5. Build scyon floor with 3 slopes - divide room into 2 halves -1st half closest as you walk in, and back half under toilet and shower. Make both slope a bit from left to right , but also make each half slope to each other (to long grate which would be positioned where the 2 halves meet). Make all this with different joist height/packing. Then tile over.  (sounds very complicated and unlikely that real builders go to this trouble). 
(All assume waterproof seal at joins/edges etc.) 
I'm hoping Option 2 is suitable - but please say so if no best option.
If it is, can you just concrete over the scyon? Or is there some special stuff to use for such an application? 
Also this option would make the wall framing easiest. We'd simply frame the exterior bathroom walls separate to adjoining exterior walls, sitting them straight on scyon, just starting a bit lower than bedroom frame, which needs to go on a base plate on the joists and the hardwood floor gets put in later. 
thank you

----------


## cherub65

Screed floor to waste with sand and cement mix 1:4, then glue tiles to screed.

----------


## Master Splinter

If you really want a floor that doesn't have the usual little step-up aluminium lip to a wet area, your best bet is to speak with the company supplying the floor joists and find out what they recommend - often the floors are designed as systems, so adding a spacer to raise the level of the rest of the floor may require the use of extra glue, longer nails and so on to maintain the correct deflection under load.

----------


## jaffakatie

Thanks Master Splinter, we are doing this ourselves and we already have the joists.
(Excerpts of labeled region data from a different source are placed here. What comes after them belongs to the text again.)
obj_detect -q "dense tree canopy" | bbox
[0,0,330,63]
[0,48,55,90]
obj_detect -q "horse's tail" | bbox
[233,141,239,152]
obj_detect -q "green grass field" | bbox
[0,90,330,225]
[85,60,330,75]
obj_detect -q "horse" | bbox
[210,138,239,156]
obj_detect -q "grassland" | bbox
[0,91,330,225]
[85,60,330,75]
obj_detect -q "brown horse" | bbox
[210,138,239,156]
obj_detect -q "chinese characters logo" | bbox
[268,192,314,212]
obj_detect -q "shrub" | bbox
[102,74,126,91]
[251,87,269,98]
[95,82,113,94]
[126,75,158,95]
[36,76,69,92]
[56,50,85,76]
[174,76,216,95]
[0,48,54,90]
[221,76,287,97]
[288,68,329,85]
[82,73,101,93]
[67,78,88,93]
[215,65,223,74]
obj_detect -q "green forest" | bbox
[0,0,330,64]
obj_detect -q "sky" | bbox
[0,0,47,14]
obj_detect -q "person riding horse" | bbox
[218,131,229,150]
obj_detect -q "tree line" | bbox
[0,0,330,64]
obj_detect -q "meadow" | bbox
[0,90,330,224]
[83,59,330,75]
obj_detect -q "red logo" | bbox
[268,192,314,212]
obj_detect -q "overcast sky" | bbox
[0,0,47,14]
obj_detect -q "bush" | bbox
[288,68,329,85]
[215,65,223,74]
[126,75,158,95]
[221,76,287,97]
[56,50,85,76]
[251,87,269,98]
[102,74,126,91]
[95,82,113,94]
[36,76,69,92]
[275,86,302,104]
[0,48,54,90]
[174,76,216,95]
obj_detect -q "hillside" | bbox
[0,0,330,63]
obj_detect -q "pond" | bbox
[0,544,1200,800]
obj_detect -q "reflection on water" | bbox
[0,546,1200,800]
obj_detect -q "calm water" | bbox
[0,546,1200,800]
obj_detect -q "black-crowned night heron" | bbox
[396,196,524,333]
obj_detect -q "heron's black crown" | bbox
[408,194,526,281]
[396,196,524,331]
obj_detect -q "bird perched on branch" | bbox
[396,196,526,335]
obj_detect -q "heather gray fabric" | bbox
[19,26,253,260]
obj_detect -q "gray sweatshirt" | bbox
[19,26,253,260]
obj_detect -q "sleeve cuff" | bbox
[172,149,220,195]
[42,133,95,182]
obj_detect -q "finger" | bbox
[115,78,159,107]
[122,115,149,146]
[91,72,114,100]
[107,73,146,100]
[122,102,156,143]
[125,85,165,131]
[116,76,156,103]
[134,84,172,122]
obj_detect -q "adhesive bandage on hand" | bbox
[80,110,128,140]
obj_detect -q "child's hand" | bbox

They will be 75 mm high in bathroom and so already give a 50 mm drop compared to 125 mm ones in bedroom, though the bathroom floor will be a bit thicker scyon 19 mm, tile adhesive a few mm and tiles probably 8 mm, whereas bedroom is just wood 19 mm.
Cherub65, the level floor and screed to waste as you say seems the most logical choice. we are currently using a similar mortar for a rock feature wall with sharp/washed/plasterers sand (it also has some lime in it and bondcrete)

----------